“Si quieres hacer reír a Dios, cuéntale tus planes”: la frase es perfecta para estos días de año nuevo, llenos de propósitos, pero también de incertidumbre por lo que no depende de nosotros y no podemos controlar. Así, con esa carga de expectativas y miedos que enmarca el estreno del 2023, los habitantes de Bogotá regresamos en hordas a una ciudad que no deja de sorprendernos y que hoy nos aguarda con una serie de “picos y placas”. Los hay solidarios, regionales, numéricos, provisionales, evaluables y, sobre todo, imposibles de memorizar.
Si quieres hacer reír a Bogotá (o a la alcaldesa), cuéntale tus planes: esa podría ser la primera frase del himno de la ciudad. Si habías organizado turnos con tus vecinos para llevar a los niños al colegio, teniendo en cuenta los días pares e impares, o si habías logrado por fin armar un grupo de cinco para compartir carro y llegar al trabajo sin ahogarte en el Transmi, cambia de planes. Pero no preguntes por cuánto tiempo, pues todo está en evaluación permanente, y, según los resultados, te enterarás de los cambios con diez días de anticipación para que puedas planear de nuevo.
¿Que cuáles serán los criterios y la metodología? ¿Por secuencias numéricas, colores o géneros?
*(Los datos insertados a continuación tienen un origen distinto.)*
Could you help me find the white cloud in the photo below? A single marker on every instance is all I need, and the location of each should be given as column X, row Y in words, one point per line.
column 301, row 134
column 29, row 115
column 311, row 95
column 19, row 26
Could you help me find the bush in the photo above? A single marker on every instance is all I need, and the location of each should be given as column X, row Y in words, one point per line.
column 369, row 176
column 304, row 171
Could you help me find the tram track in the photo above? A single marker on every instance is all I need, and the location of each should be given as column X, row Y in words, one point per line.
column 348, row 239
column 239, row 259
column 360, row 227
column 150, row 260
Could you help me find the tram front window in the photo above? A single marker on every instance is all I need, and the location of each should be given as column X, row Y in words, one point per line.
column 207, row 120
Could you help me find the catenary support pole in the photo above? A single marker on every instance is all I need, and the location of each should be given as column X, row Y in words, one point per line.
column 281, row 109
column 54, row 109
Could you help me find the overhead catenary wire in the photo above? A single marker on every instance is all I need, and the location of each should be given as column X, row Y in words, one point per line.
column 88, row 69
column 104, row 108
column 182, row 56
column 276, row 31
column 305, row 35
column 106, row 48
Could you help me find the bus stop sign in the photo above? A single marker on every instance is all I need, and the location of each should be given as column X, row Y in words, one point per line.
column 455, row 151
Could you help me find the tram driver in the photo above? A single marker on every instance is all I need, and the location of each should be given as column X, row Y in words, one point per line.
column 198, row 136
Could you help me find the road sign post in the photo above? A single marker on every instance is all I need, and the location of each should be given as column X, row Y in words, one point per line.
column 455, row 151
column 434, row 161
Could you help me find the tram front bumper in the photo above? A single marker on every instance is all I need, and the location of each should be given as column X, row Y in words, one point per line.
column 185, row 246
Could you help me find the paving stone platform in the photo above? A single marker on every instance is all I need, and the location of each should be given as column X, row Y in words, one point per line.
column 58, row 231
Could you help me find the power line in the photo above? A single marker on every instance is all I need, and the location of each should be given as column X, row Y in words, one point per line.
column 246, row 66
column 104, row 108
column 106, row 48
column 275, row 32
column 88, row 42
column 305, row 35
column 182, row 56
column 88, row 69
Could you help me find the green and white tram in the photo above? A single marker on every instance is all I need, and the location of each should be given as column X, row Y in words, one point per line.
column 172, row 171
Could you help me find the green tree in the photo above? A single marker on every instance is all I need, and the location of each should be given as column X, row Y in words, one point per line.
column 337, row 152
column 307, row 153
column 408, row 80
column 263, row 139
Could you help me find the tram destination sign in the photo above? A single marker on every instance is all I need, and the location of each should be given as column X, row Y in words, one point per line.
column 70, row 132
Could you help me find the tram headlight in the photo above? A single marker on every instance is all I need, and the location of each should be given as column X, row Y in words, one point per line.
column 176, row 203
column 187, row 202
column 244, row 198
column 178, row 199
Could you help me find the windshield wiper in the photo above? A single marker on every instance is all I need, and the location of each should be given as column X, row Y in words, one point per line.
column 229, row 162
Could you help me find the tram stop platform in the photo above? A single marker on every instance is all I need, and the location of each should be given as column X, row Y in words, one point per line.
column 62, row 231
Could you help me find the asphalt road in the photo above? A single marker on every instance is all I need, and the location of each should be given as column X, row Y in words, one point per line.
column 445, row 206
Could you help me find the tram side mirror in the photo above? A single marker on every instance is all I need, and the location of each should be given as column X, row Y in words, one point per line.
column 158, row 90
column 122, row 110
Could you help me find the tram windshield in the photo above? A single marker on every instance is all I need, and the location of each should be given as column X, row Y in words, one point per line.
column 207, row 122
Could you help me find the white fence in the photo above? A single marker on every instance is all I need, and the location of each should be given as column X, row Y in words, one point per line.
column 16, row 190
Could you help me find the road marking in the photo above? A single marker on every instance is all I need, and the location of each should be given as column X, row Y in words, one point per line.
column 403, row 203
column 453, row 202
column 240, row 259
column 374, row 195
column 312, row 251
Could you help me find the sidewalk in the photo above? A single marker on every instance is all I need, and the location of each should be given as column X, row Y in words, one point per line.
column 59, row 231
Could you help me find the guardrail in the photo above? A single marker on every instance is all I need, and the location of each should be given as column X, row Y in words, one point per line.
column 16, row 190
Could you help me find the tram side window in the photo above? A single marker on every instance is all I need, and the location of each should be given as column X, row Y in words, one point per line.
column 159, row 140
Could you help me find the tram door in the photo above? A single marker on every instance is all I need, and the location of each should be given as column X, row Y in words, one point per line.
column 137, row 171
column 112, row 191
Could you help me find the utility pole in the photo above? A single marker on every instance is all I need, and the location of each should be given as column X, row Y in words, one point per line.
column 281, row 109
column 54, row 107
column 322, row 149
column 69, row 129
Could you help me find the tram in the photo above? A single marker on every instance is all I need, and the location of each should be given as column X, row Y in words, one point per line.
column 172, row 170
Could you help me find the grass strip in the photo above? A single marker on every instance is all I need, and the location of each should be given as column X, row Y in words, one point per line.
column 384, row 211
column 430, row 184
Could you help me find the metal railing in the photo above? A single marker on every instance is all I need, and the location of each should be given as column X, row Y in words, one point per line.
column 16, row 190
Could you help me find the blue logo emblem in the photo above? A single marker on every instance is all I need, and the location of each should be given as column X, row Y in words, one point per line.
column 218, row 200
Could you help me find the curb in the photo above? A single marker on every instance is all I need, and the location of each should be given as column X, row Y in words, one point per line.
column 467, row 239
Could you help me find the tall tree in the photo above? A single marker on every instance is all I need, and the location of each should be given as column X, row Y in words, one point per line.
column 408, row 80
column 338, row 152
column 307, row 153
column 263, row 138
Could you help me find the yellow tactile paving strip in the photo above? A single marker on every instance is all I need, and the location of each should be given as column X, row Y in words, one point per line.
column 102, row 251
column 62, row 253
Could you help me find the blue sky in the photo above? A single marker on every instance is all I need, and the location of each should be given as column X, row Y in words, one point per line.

Mejor ni preguntes: nadie lo sabe. Como en aquellas cajas antiguas de juguete de las que saltaba repentinamente un payaso impulsado por un resorte, y siempre nos pillaba desprevenidos, el efecto sorpresa es la clave.
A la pregunta “¿el poder para qué?”, Bogotá parece haber respondido con una mezcla paradójica entre un supuesto saber sobre lo que conviene a los ciudadanos, que faculta al gobernante para tomar decisiones autocráticas e intempestivas, pero que, simultáneamente, lo descarga de su responsabilidad en las tareas del funcionamiento de la ciudad, al delegarla en sus gobernados.
En nombre de esa “cultura”, que en ciertos momentos nos permitió tomar consciencia sobre nuestra capacidad de agencia, se ha “normalizado” una forma de gobernar restringiendo esa misma agencia. El ejemplo más visible de la creatividad oficial para cambiar reglas es el del “día sin carro”, con todas sus variaciones, que se exacerbó durante la pandemia (recuerden el pico y cédula o el pico y género), pero la costumbre alcanzó cotas altas de inspiración con “el día sin hombres”. No parece descabellado asociar ese laboratorio que es Bogotá con inventos nacionales como el día sin IVA, ¡y los que nos falta por ver!
Es innegable que el tráfico de Bogotá es anormal y que está poniendo en riesgo la salud física y mental de todos los ciudadanos, sus proyectos de vida y también los proyectos productivos como capital del país. Y aunque nadie discute que las soluciones involucran, en gran medida, el uso de los vehículos particulares, hay preguntas de fondo sobre la inestabilidad del contrato social que se propone a los ciudadanos cuando se les niega su capacidad de planear la vida según una estructura predecible. Esa estructura, que descansa en un tejido de normas compartidas, y en las consecuencias de no acatarlas, es la base de la confianza y de la autonomía ciudadanas. Y así como hay –o debería haber– una planeación de la ciudad en el nivel macro, tendría que reconocerse el derecho de planear en ese nivel micro que es la vida particular que necesita unas coordenadas estables.
Dado que la incapacidad de planear es parte del problema de movilidad de Bogotá, las soluciones de corto y mediano plazo requieren medidas urgentes por parte del gobierno local para afrontar la congestión inhumana que se extiende también a los s de TransMilenio y que está poniendo en peligro las vidas. A no ser que el paso siguiente consista en poner pico y placa por orden de estatura o por géneros.